Il y a des voix que nous pensons ne pas avoir entendues (une mère appelant son enfant qui oscille entre la mort et la vie), ou des événements dont nous n'avons jamais été témoins en personne (Khadija transportant une partie de sa sœur au laboratoire d'anatomie pathologique de l'hôpital). Mais parce qu'ils se sont produits, la vie a changé pour toujours. Et parce qu'elle l'a fait, le sens de l'amour a changé lui aussi.

 

Maryam Haidari, née en 1984, est originaire de la province du Khuzestan en Iran. Elle est la traductrice en persan, à partir de l'arabe, de poètes arabes de renom tels que Mahmoud Darwish et Sargon Boulus. Elle a également traduit de nombreux Elle a également traduit en arabe de nombreux poètes persans et afghans, ainsi que des écrivains voyageurs persans. Elle est l'auteur de la collection Bab Muareb (Une porte Ajar) et lauréate en 2018 du prestigieux prix Ibn Battuta de littérature de voyage dans le monde arabe. Son dernier livre (2022) est Tapis persansun recueil de poésie persane moderne traduite en arabe. Elle est également rédactrice en chef de la revue de langue arabe Raseef 22 à Beyrouth, la première revue d'art, de littérature, d'histoire et de politique de Beyrouth. Ses traductions en persan et en anglais (avec Salar Abdoh) des écrits du mystique arabe du dixième siècle, Al-Niffari, sont à paraître en 2024. Elle vit et travaille à Téhéran, en Iran.

Salar Abdoh est un romancier, essayiste et traducteur iranien qui partage son temps entre New York et Téhéran.
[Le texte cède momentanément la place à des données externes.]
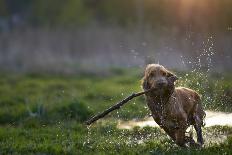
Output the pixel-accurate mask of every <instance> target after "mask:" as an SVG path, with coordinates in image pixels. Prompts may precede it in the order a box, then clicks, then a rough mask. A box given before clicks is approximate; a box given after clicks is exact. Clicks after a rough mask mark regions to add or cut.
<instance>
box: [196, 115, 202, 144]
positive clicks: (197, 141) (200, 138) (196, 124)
mask: <svg viewBox="0 0 232 155" xmlns="http://www.w3.org/2000/svg"><path fill="white" fill-rule="evenodd" d="M194 120H195V124H194V128H195V130H196V132H197V142H198V143H199V144H200V145H203V143H204V141H203V136H202V129H201V124H202V122H201V121H200V120H199V117H198V116H194Z"/></svg>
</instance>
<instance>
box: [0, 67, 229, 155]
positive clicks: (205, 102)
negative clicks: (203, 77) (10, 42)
mask: <svg viewBox="0 0 232 155" xmlns="http://www.w3.org/2000/svg"><path fill="white" fill-rule="evenodd" d="M177 75H178V76H179V77H180V80H179V82H178V85H181V86H188V87H190V88H193V89H196V90H197V91H198V92H199V93H200V94H202V99H203V105H204V107H205V108H206V109H213V110H221V111H228V112H231V111H232V106H231V105H232V91H231V88H232V81H231V79H232V75H231V74H226V75H223V77H222V76H221V75H217V74H211V75H207V78H203V77H202V76H206V75H203V74H202V75H200V74H196V73H191V74H188V75H186V74H185V73H177ZM141 78H142V73H141V71H140V70H138V69H132V70H130V71H127V70H121V69H113V70H112V71H111V72H110V73H102V74H89V73H83V74H80V75H69V76H64V75H49V74H1V77H0V86H1V87H0V105H1V109H0V125H1V128H0V154H35V153H41V154H163V153H165V154H173V153H176V154H202V153H205V154H220V153H221V150H222V151H223V152H224V153H225V154H232V152H231V149H230V148H231V147H232V128H231V127H219V126H218V127H211V128H207V129H205V131H204V132H205V135H207V136H208V139H209V140H211V141H212V143H207V145H206V146H205V148H203V149H201V150H196V149H194V150H186V149H180V148H178V147H177V146H176V145H174V144H173V142H172V141H170V139H169V138H168V137H167V136H166V135H165V134H164V133H163V132H162V131H161V130H159V129H158V128H149V127H146V128H144V129H139V128H135V129H133V130H130V131H129V130H119V129H117V128H116V124H115V121H114V120H115V119H125V120H126V119H133V118H143V117H144V116H147V115H148V114H149V111H148V109H147V107H146V104H145V102H144V98H143V97H139V98H137V99H135V100H133V101H132V102H131V103H128V104H127V105H125V106H124V107H123V108H122V109H120V110H119V111H118V112H116V111H115V112H113V113H111V114H110V115H109V116H108V118H109V120H112V121H106V122H102V123H97V124H95V125H93V126H92V127H91V128H90V129H87V128H86V126H84V125H83V122H84V121H85V120H86V119H87V118H89V117H90V116H92V115H93V114H96V113H98V112H100V111H102V110H104V109H106V108H108V107H109V106H111V105H113V104H115V103H116V102H118V101H119V100H122V99H123V98H125V97H126V96H128V95H129V94H131V93H132V92H137V91H140V90H141V88H140V81H139V80H140V79H141ZM209 133H212V134H211V135H210V134H209ZM212 135H218V137H219V138H218V139H221V138H224V139H225V140H224V141H223V142H222V143H215V142H217V141H215V142H214V140H212V139H214V138H212ZM220 135H222V136H223V137H220ZM210 137H211V139H210ZM206 139H207V137H206ZM215 139H217V137H215Z"/></svg>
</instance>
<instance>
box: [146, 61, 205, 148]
mask: <svg viewBox="0 0 232 155" xmlns="http://www.w3.org/2000/svg"><path fill="white" fill-rule="evenodd" d="M176 80H178V78H177V76H176V75H175V74H173V73H172V72H170V71H169V70H167V69H166V68H165V67H163V66H162V65H159V64H149V65H147V67H146V69H145V73H144V77H143V79H142V87H143V89H144V90H149V89H151V88H157V89H156V91H155V90H154V91H151V92H148V93H146V94H145V96H146V101H147V105H148V107H149V109H150V111H151V115H152V117H153V119H154V120H155V122H156V123H157V124H158V125H159V126H160V127H161V128H162V129H163V130H164V131H165V132H166V133H167V134H168V135H169V136H170V137H171V138H172V139H173V140H174V142H175V143H176V144H177V145H179V146H181V147H187V146H188V145H187V144H188V143H189V145H191V146H193V145H194V146H196V145H197V146H202V145H203V137H202V129H201V127H203V126H204V118H205V116H206V113H205V112H204V110H203V107H202V104H201V99H200V95H199V94H198V93H197V92H195V91H194V90H191V89H189V88H185V87H177V88H176V87H175V81H176ZM191 125H193V126H194V128H195V130H196V133H197V143H196V142H195V141H194V140H193V138H192V136H186V135H185V133H186V130H187V128H188V127H190V126H191Z"/></svg>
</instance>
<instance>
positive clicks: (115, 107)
mask: <svg viewBox="0 0 232 155" xmlns="http://www.w3.org/2000/svg"><path fill="white" fill-rule="evenodd" d="M155 90H157V89H156V88H152V89H148V90H146V91H142V92H138V93H132V94H131V95H130V96H128V97H127V98H125V99H123V100H122V101H120V102H118V103H117V104H115V105H113V106H112V107H110V108H108V109H106V110H105V111H103V112H102V113H100V114H98V115H95V116H93V117H92V118H90V119H89V120H87V121H86V122H85V124H86V125H90V124H92V123H93V122H95V121H97V120H98V119H100V118H102V117H105V116H106V115H107V114H109V113H110V112H111V111H114V110H116V109H120V108H121V106H122V105H124V104H125V103H127V102H128V101H130V100H132V99H133V98H135V97H138V96H141V95H143V94H146V93H148V92H151V91H155Z"/></svg>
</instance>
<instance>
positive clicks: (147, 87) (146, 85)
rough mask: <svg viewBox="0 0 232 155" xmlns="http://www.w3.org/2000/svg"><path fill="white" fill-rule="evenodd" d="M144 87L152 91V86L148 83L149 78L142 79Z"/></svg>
mask: <svg viewBox="0 0 232 155" xmlns="http://www.w3.org/2000/svg"><path fill="white" fill-rule="evenodd" d="M142 87H143V89H144V90H148V89H150V86H149V84H148V81H147V78H146V77H143V78H142Z"/></svg>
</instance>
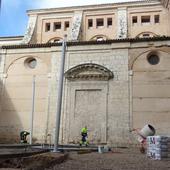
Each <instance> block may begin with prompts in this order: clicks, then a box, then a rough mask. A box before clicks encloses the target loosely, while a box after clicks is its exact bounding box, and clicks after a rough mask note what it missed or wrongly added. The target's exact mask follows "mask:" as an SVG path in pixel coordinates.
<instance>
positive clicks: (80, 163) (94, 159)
mask: <svg viewBox="0 0 170 170" xmlns="http://www.w3.org/2000/svg"><path fill="white" fill-rule="evenodd" d="M53 170H170V160H166V161H165V160H164V161H163V160H161V161H155V160H151V159H149V158H147V157H146V155H145V154H141V153H140V152H139V150H137V149H115V150H114V149H113V152H109V153H102V154H99V153H97V152H93V153H89V154H77V153H70V155H69V158H68V160H67V161H65V162H64V163H62V164H58V165H56V166H54V167H53Z"/></svg>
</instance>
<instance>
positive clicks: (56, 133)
mask: <svg viewBox="0 0 170 170" xmlns="http://www.w3.org/2000/svg"><path fill="white" fill-rule="evenodd" d="M65 51H66V36H65V37H64V39H63V42H62V56H61V64H60V66H61V67H60V77H59V81H58V98H57V111H56V127H55V135H54V150H53V152H57V149H58V141H59V132H60V117H61V105H62V92H63V78H64V64H65Z"/></svg>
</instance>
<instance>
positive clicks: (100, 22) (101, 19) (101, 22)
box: [96, 18, 104, 27]
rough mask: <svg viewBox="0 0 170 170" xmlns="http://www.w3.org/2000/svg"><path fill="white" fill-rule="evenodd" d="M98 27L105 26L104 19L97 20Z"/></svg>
mask: <svg viewBox="0 0 170 170" xmlns="http://www.w3.org/2000/svg"><path fill="white" fill-rule="evenodd" d="M96 26H97V27H101V26H104V19H103V18H98V19H96Z"/></svg>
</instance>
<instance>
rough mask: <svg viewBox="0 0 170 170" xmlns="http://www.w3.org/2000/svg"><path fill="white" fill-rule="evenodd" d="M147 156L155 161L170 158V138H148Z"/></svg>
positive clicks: (150, 137) (157, 136)
mask: <svg viewBox="0 0 170 170" xmlns="http://www.w3.org/2000/svg"><path fill="white" fill-rule="evenodd" d="M147 156H148V157H150V158H152V159H154V160H162V159H165V158H170V137H168V136H148V137H147Z"/></svg>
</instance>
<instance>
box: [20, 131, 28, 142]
mask: <svg viewBox="0 0 170 170" xmlns="http://www.w3.org/2000/svg"><path fill="white" fill-rule="evenodd" d="M29 134H30V133H29V132H27V131H21V132H20V142H21V143H27V136H28V135H29Z"/></svg>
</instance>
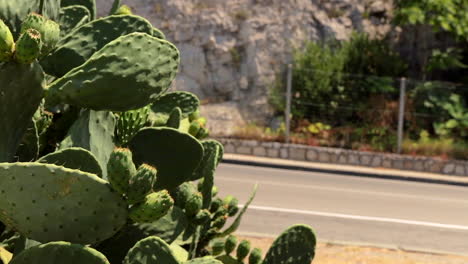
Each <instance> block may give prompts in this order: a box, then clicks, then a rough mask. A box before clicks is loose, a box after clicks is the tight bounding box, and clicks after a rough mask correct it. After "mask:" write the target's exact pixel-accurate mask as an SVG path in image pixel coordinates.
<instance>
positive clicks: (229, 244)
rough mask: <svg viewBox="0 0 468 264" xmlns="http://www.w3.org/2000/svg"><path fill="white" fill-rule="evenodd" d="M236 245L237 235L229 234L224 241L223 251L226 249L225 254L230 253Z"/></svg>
mask: <svg viewBox="0 0 468 264" xmlns="http://www.w3.org/2000/svg"><path fill="white" fill-rule="evenodd" d="M236 246H237V237H235V236H233V235H230V236H228V237H227V238H226V242H225V243H224V251H226V255H229V254H231V252H233V251H234V249H236Z"/></svg>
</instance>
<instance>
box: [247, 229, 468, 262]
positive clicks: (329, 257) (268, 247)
mask: <svg viewBox="0 0 468 264" xmlns="http://www.w3.org/2000/svg"><path fill="white" fill-rule="evenodd" d="M243 238H246V239H248V240H250V241H251V242H252V246H253V247H259V248H261V249H262V251H263V253H264V254H265V253H266V251H267V250H268V248H269V247H270V245H271V244H272V243H273V240H274V239H273V238H258V237H245V236H244V237H243ZM467 263H468V257H462V256H451V255H440V254H424V253H417V252H408V251H400V250H392V249H384V248H375V247H364V246H346V245H338V244H329V243H319V244H318V246H317V250H316V256H315V259H314V261H313V264H467Z"/></svg>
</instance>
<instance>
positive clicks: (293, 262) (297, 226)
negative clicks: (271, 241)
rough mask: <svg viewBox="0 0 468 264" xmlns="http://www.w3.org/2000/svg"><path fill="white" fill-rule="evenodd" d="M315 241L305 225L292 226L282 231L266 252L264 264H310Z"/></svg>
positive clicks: (311, 231) (312, 256) (310, 231)
mask: <svg viewBox="0 0 468 264" xmlns="http://www.w3.org/2000/svg"><path fill="white" fill-rule="evenodd" d="M316 243H317V240H316V238H315V233H314V231H313V230H312V229H311V228H310V227H309V226H306V225H294V226H292V227H290V228H288V229H287V230H286V231H284V232H283V233H282V234H281V235H280V236H279V237H278V238H277V239H276V240H275V242H273V245H272V246H271V247H270V249H269V250H268V252H267V254H266V256H265V259H264V260H263V263H264V264H310V262H311V261H312V259H313V258H314V256H315V245H316Z"/></svg>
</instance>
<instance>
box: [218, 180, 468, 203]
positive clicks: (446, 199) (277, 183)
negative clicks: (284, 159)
mask: <svg viewBox="0 0 468 264" xmlns="http://www.w3.org/2000/svg"><path fill="white" fill-rule="evenodd" d="M216 180H223V181H231V182H242V183H251V182H252V180H248V179H245V180H242V179H232V178H226V177H216ZM262 184H267V185H273V186H281V187H294V188H302V189H315V190H323V191H335V192H348V193H357V194H362V195H377V196H388V197H399V198H409V199H417V200H427V201H437V202H451V203H461V204H468V200H456V199H447V198H437V197H427V196H420V195H411V194H398V193H386V192H372V191H364V190H350V189H345V188H336V187H325V186H320V185H304V184H302V185H301V184H290V183H284V182H273V181H260V182H259V185H260V186H261V185H262Z"/></svg>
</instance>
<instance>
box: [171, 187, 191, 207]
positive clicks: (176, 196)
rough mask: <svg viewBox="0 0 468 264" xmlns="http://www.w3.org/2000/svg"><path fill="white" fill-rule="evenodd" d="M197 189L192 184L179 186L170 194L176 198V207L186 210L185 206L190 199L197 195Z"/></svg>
mask: <svg viewBox="0 0 468 264" xmlns="http://www.w3.org/2000/svg"><path fill="white" fill-rule="evenodd" d="M196 192H197V188H196V187H195V185H194V184H193V183H191V182H184V183H182V184H181V185H179V186H178V187H177V188H175V189H173V190H172V191H171V192H170V193H171V196H172V197H173V198H174V202H175V206H177V207H179V208H185V204H186V203H187V200H188V199H189V197H192V195H195V193H196Z"/></svg>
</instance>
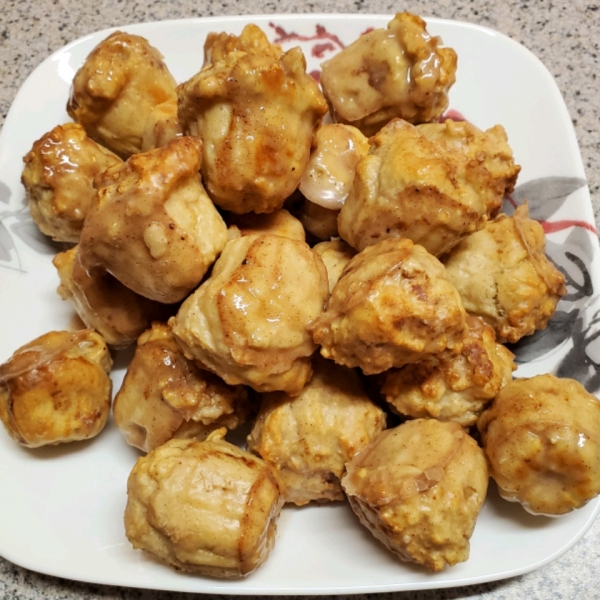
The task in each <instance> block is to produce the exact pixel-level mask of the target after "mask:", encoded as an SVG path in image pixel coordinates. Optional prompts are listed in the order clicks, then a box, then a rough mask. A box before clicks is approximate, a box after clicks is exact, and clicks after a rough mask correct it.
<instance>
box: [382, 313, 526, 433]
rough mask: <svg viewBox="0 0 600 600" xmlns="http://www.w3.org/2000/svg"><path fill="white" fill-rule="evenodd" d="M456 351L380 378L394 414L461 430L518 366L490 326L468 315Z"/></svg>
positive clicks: (476, 417)
mask: <svg viewBox="0 0 600 600" xmlns="http://www.w3.org/2000/svg"><path fill="white" fill-rule="evenodd" d="M467 327H468V333H467V335H466V337H465V339H464V343H463V346H462V349H461V350H460V352H458V353H456V352H452V351H449V350H446V351H444V352H441V353H440V354H437V355H436V356H432V357H428V358H425V359H424V360H422V361H420V362H418V363H415V364H410V365H406V366H404V367H402V368H401V369H390V370H389V371H387V372H386V373H384V374H383V386H382V388H381V391H382V393H383V394H384V396H385V399H386V401H387V402H388V404H389V405H390V407H391V408H392V410H394V411H395V412H397V413H399V414H401V415H405V416H408V417H413V418H418V417H421V418H434V419H439V420H440V421H456V422H457V423H460V425H462V426H463V427H470V426H471V425H474V424H475V423H476V422H477V417H478V416H479V414H480V413H481V411H482V410H483V409H484V408H485V407H486V405H488V404H489V403H490V402H491V401H492V400H493V399H494V397H495V396H496V394H497V393H498V392H499V391H500V389H501V388H502V387H503V386H505V385H506V384H507V383H508V382H509V381H512V372H513V371H514V370H515V369H516V368H517V367H516V365H515V363H514V361H513V358H514V355H513V353H512V352H510V350H508V349H507V348H505V347H504V346H502V345H501V344H498V343H496V335H495V333H494V330H493V328H492V327H490V326H489V325H487V324H486V323H484V322H483V321H482V320H481V319H480V318H479V317H471V316H468V317H467Z"/></svg>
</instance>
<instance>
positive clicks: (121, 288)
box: [52, 246, 171, 348]
mask: <svg viewBox="0 0 600 600" xmlns="http://www.w3.org/2000/svg"><path fill="white" fill-rule="evenodd" d="M52 264H53V265H54V266H55V267H56V270H57V272H58V276H59V278H60V285H59V286H58V289H57V291H58V294H59V295H60V297H61V298H62V299H63V300H68V301H69V302H70V303H71V305H72V306H73V308H74V309H75V312H77V314H78V315H79V318H80V319H81V320H82V321H83V322H84V323H85V325H86V327H89V328H90V329H95V330H96V331H97V332H98V333H99V334H100V335H101V336H102V337H103V338H104V340H105V341H106V343H107V344H108V345H109V346H112V347H114V348H123V347H125V346H128V345H129V344H131V343H133V342H135V341H136V340H137V338H138V336H139V335H140V334H141V333H142V332H143V331H144V330H145V329H146V328H147V327H149V326H150V322H151V321H152V320H153V319H159V318H161V317H162V318H164V319H167V318H168V317H169V316H170V314H169V313H170V312H171V311H170V310H169V308H168V307H167V306H165V305H163V304H159V303H158V302H153V301H152V300H148V298H144V297H143V296H140V295H139V294H136V293H135V292H132V291H131V290H130V289H129V288H127V287H125V286H124V285H123V284H122V283H121V282H120V281H119V280H118V279H115V278H114V277H113V276H112V275H110V274H109V273H107V272H106V271H104V270H103V269H99V268H96V269H84V268H83V266H82V265H81V261H80V260H79V253H78V246H74V247H73V248H71V249H69V250H66V251H65V252H59V253H58V254H57V255H56V256H55V257H54V259H53V260H52Z"/></svg>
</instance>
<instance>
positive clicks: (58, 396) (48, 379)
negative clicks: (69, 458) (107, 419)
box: [0, 329, 112, 448]
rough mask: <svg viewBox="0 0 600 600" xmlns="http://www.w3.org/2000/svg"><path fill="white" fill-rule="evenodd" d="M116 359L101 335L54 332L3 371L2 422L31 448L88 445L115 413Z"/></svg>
mask: <svg viewBox="0 0 600 600" xmlns="http://www.w3.org/2000/svg"><path fill="white" fill-rule="evenodd" d="M111 366H112V359H111V357H110V354H109V353H108V349H107V347H106V344H105V343H104V340H103V339H102V337H101V336H100V335H98V334H97V333H96V332H95V331H92V330H89V329H85V330H81V331H76V332H69V331H51V332H50V333H46V334H45V335H42V336H40V337H39V338H36V339H35V340H33V341H32V342H29V343H28V344H25V345H24V346H22V347H21V348H19V349H18V350H17V351H16V352H15V353H14V354H13V355H12V357H11V358H10V359H9V360H8V361H6V362H5V363H4V364H2V365H0V420H2V422H3V424H4V426H5V427H6V430H7V432H8V433H9V435H10V436H11V437H12V438H13V439H14V440H15V441H17V442H19V443H20V444H22V445H23V446H27V447H28V448H37V447H39V446H45V445H55V444H61V443H64V442H74V441H80V440H87V439H89V438H92V437H94V436H96V435H98V434H99V433H100V432H101V431H102V429H103V428H104V425H105V424H106V421H107V419H108V415H109V412H110V402H111V391H112V383H111V380H110V377H109V371H110V368H111Z"/></svg>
Il est l'auteur des romans Jeu du poète (2000), Opium (2004), Téhéran au crépuscule (2014), et Out of Mesopotamia (2020) et l'éditeur du recueil de nouvelles Téhéran Noir (2014). Son dernier roman, A Nearby Country Called Lovepublié l'année dernière par Viking, a été décrit par le New York Times comme "un portrait complexe des interactions humaines dans l'Iran contemporain". Salar Abdoh enseigne également  la création littéraire dans le cadre du programme d'études supérieures du City College of New York de la City University of New York.